Question

Help Needed With Annovar - Csv Summary

0

Entering edit mode

11.3 years ago

newDNASeqer ▴ 790

I tried to use AnnoVar to annotate the final VCF output files, and used the "summarize_annovar.pl" script. I got the CSV file and it's big (90 MB for 11 exome sequencing samples of cancer/tumor tissues). I need to set up a criteria to shrink the large amount of data to something more manageable and useful. The criteria I can think of are: filter out synonymous SNVs, intronic(?). I am also thinking about using Polyphen2 prediction score to screen the data, but I am not sure if this is the right way. What other criteria do you guys recommend in order to find out the variants in the cancer sample?

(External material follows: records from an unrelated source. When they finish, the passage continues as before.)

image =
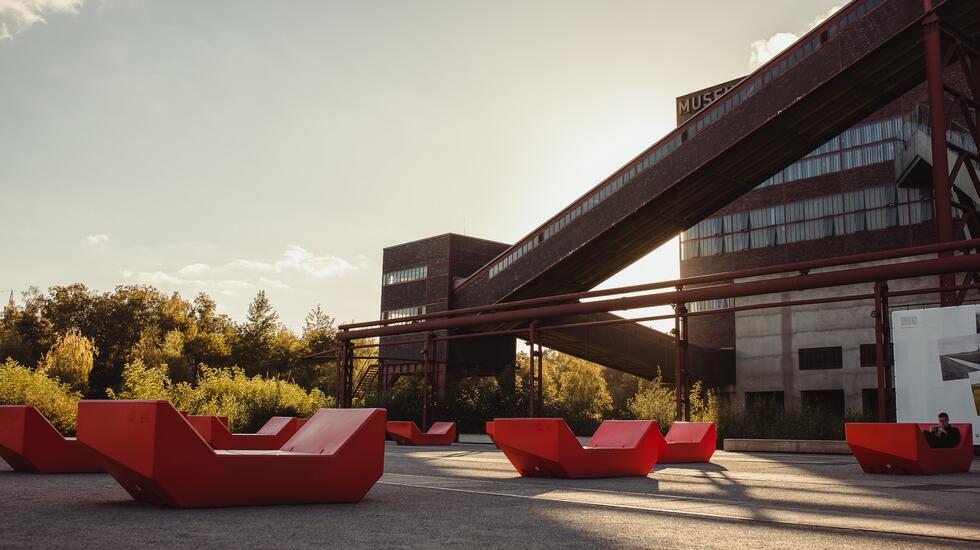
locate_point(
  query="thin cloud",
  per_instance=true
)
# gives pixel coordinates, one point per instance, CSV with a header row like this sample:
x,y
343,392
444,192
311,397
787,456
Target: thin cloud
x,y
764,49
297,259
194,269
295,269
19,15
94,240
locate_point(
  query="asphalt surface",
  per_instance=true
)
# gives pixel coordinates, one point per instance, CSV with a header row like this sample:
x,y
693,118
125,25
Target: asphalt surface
x,y
469,495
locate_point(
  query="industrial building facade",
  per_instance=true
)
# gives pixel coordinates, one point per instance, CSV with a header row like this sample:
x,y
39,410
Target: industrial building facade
x,y
846,197
791,163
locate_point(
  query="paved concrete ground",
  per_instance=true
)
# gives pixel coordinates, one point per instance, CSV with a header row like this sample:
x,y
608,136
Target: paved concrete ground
x,y
470,495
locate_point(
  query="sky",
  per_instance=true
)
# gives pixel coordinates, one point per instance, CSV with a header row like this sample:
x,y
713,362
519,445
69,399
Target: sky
x,y
229,147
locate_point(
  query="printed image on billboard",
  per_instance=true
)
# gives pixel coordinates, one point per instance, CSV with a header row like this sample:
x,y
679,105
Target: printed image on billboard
x,y
937,364
959,356
976,397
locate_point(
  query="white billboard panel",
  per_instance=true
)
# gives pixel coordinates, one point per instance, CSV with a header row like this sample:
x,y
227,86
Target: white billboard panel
x,y
937,365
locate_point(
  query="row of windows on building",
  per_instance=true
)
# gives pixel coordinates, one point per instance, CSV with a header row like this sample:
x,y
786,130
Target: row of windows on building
x,y
405,275
403,312
733,99
590,202
827,216
830,401
879,141
863,145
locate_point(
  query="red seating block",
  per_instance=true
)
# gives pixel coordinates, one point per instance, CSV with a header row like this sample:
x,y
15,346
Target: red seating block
x,y
157,456
893,448
407,433
29,443
688,442
276,431
546,447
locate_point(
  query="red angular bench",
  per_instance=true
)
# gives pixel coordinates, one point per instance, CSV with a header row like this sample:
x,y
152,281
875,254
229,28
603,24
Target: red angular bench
x,y
688,442
546,447
158,457
901,448
29,443
407,433
276,431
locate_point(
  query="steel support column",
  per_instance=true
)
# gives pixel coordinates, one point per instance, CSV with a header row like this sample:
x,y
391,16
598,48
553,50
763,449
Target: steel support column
x,y
426,367
882,350
682,398
937,125
685,373
535,371
345,374
889,352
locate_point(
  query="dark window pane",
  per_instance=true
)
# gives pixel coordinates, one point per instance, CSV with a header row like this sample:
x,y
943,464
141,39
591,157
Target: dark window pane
x,y
821,358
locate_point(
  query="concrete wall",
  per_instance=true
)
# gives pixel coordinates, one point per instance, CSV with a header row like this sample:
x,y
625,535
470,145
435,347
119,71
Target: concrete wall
x,y
768,341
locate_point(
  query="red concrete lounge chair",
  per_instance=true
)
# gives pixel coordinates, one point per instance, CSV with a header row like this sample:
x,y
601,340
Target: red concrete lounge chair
x,y
892,448
688,442
407,433
155,454
546,447
29,443
271,436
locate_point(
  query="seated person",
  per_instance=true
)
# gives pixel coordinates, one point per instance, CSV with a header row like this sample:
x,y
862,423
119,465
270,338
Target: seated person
x,y
942,436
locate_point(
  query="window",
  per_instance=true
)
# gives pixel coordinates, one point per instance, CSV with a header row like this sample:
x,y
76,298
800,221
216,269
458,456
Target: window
x,y
821,358
405,275
823,401
403,312
869,355
765,400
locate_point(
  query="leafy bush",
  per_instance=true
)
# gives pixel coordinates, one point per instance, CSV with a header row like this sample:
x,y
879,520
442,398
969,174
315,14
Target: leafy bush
x,y
20,385
248,402
769,420
656,401
70,359
143,382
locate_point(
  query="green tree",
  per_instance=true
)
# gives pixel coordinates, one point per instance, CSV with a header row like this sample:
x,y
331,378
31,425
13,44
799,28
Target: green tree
x,y
70,360
253,349
20,385
319,333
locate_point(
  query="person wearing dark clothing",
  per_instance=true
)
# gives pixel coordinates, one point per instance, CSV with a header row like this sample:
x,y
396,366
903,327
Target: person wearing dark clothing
x,y
942,436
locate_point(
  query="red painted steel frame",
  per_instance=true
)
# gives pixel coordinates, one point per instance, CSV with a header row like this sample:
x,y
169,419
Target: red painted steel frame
x,y
902,449
546,447
276,431
155,454
29,443
688,442
347,333
407,433
900,270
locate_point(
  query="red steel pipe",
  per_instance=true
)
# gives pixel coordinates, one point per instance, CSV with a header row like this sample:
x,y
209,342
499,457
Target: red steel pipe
x,y
937,125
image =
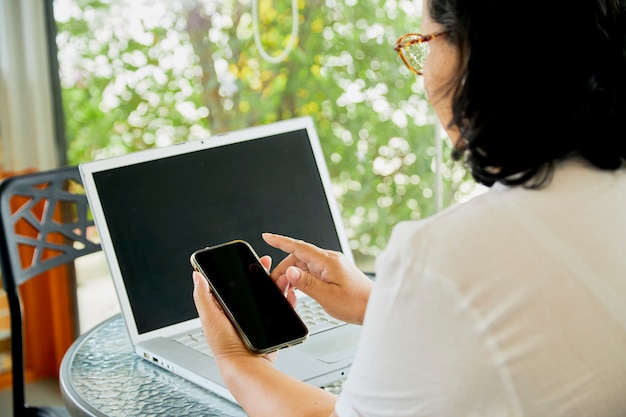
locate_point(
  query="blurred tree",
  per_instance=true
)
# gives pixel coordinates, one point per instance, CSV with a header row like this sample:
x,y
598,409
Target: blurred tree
x,y
142,74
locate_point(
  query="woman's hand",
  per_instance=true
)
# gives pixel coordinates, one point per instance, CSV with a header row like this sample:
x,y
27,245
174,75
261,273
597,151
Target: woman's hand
x,y
218,330
327,276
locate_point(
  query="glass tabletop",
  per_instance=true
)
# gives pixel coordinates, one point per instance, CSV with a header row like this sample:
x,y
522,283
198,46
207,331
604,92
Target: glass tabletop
x,y
101,376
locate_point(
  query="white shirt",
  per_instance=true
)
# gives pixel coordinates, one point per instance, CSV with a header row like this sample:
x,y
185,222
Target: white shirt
x,y
511,304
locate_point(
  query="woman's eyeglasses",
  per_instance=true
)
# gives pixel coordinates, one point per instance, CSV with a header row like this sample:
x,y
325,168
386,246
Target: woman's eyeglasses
x,y
413,49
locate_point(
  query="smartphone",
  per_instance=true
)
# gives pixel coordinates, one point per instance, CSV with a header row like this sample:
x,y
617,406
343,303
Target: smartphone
x,y
258,310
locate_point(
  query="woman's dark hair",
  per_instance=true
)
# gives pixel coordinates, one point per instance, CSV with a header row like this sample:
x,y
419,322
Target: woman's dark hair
x,y
538,81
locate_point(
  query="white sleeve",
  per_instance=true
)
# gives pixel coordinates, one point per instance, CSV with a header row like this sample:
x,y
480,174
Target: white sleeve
x,y
420,352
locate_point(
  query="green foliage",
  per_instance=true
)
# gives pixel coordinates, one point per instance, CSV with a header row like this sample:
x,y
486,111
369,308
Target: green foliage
x,y
142,74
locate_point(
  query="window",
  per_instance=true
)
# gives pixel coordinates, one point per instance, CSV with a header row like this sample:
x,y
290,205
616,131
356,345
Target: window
x,y
142,74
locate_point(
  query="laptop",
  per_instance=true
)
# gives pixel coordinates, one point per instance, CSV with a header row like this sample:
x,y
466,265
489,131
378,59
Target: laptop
x,y
153,208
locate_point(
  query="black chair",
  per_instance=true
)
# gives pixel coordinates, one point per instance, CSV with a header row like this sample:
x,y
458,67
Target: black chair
x,y
53,206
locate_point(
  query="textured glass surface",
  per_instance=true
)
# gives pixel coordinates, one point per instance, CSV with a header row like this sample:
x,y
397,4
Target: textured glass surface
x,y
108,376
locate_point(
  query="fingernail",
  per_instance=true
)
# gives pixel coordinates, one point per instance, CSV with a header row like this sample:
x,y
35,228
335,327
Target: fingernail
x,y
293,273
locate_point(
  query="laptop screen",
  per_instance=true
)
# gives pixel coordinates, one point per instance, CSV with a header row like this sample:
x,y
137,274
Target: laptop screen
x,y
158,212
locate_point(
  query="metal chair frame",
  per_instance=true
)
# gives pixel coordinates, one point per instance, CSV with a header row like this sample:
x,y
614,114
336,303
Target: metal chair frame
x,y
61,237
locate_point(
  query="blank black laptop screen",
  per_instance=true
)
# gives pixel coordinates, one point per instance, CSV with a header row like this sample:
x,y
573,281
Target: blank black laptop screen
x,y
159,212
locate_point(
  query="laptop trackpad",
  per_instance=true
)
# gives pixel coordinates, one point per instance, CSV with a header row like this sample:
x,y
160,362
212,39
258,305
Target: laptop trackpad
x,y
333,346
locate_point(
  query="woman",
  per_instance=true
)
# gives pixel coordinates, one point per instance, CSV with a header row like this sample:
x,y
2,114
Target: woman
x,y
513,303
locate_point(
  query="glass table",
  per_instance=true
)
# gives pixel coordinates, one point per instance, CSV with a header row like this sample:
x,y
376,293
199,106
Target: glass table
x,y
100,375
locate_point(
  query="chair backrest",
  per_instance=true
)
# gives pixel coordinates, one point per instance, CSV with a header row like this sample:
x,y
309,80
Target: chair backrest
x,y
44,223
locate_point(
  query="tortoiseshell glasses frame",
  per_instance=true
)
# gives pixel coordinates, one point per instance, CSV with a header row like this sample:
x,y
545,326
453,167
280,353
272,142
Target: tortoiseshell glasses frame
x,y
413,49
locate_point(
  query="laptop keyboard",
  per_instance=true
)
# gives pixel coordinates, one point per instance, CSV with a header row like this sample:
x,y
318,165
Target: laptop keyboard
x,y
314,316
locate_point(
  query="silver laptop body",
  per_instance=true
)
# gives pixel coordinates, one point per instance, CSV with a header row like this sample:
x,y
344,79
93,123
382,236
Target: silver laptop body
x,y
153,208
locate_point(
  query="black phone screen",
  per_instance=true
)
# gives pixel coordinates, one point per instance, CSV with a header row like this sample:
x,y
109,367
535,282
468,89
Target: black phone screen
x,y
253,302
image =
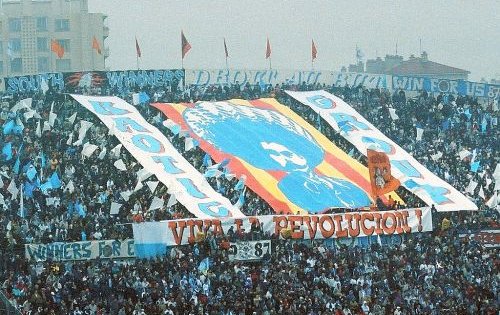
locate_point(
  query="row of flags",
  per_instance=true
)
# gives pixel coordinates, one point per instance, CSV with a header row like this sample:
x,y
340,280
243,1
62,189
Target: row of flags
x,y
58,49
186,47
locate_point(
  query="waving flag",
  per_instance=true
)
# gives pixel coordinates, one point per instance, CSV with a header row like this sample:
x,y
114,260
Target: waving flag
x,y
96,45
137,48
184,45
56,48
314,51
268,49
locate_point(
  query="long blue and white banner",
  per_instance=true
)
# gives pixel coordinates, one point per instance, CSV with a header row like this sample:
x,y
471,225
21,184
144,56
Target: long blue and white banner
x,y
152,238
362,134
85,250
158,156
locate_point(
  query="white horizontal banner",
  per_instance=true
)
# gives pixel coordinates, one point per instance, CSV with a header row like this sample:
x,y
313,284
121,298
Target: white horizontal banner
x,y
151,238
362,134
159,157
86,250
249,250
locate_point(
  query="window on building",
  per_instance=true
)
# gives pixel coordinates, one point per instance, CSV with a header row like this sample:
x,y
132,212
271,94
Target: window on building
x,y
14,25
16,65
63,64
42,24
65,44
62,25
42,44
43,64
15,45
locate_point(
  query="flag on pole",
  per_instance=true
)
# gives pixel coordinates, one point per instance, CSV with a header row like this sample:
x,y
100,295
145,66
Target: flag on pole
x,y
225,48
137,48
314,51
96,45
185,45
56,48
268,49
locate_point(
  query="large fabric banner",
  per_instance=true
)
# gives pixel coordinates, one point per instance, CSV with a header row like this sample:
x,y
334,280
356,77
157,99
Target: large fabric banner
x,y
152,238
86,250
158,156
286,161
363,135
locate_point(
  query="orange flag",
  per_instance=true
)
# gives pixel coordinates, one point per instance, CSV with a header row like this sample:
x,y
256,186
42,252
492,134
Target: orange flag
x,y
57,48
96,45
185,46
381,179
268,49
314,51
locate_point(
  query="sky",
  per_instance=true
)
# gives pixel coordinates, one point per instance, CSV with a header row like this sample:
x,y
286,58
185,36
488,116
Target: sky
x,y
463,34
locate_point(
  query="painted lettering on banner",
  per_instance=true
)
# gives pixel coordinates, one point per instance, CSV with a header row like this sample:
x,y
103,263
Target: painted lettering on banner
x,y
158,156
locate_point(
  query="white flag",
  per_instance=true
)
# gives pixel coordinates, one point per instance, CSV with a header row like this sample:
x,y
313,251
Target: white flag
x,y
135,99
38,131
13,189
188,144
464,153
436,156
72,118
157,203
102,154
70,186
115,208
88,149
493,201
84,127
481,193
115,152
119,164
143,174
46,126
420,133
70,139
152,185
52,119
471,187
393,114
126,195
171,201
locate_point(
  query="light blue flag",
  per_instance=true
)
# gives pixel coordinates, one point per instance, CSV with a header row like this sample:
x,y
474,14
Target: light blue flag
x,y
474,167
80,210
7,151
45,187
484,125
467,113
8,127
17,165
211,172
31,172
241,183
143,97
55,182
204,265
207,160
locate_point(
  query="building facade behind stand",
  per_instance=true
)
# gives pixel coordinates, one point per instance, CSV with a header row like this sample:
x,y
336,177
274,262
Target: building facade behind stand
x,y
28,26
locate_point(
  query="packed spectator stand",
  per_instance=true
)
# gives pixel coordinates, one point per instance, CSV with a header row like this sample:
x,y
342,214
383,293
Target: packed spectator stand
x,y
428,273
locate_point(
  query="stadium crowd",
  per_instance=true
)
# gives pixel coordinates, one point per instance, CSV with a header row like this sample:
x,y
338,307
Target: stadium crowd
x,y
431,273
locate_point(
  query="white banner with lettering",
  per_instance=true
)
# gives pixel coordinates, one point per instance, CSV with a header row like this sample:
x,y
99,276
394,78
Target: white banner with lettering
x,y
362,134
152,238
249,250
85,250
159,157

Also, in the AAChange column, I don't know how to understand this "uc001gkl.1:c.C2789T:p.P930L". Dos this mean two point mutations (C2789T, and P930L)? and what do the "c." and "p." mean that respectively precede the two point mutations? My hunch is "c." is for confidence and "p" is for probable? I did not find my answer on AnnoVar website, so I decided to post the questions here. Thanks

annovar vcf • 4.4k views

ADD COMMENT • link updated 11.3 years ago by Alex Paciorkowski 3.5k • written 11.3 years ago by newDNASeqer ▴ 790

score 3 · Answer 1 · 2013-08-16

It sounds like you are fairly new working with this kind of data. Here's my advice:

1) Learn some basic command-line skills in unix. grep for example will help you wrangle a great deal of this type of data

2) Keep your files in vcf format. Allows you to do so much more. Like filter from the command-line. Don't go for csv, which makes me worry you are trying to load your data all into MS excel, and you don't ever want to do that. So, for example:

$ grep nonsynonymous your_annotated_file.vcf > your_annotated_file_nonsynon.vcf

That will give you a selection of variants perhaps more interesting to you. Many also write filters in things like Perl or Python etc. Or you can use something like awk from the command line too. These are all things to read about and try.

3) Ask around other labs that are working on data like yours, read papers in your field with experiments like yours. Then you can formulate reasonable hypotheses and test them against your data. Filtering by polyphen may be a reasonable approach, it may not be, depends what you are trying to accomplish.

4) Learn about genomic notation. "uc001gkl.1:c.C2789T:p.P930L" means in gene id uc001gkl there is a coding "c" nucleotide change from C to T at position 2789 and this results in an amino acid substitution "p" from P to L at codon 930. It has nothing to do with confidence or probable or anything like that.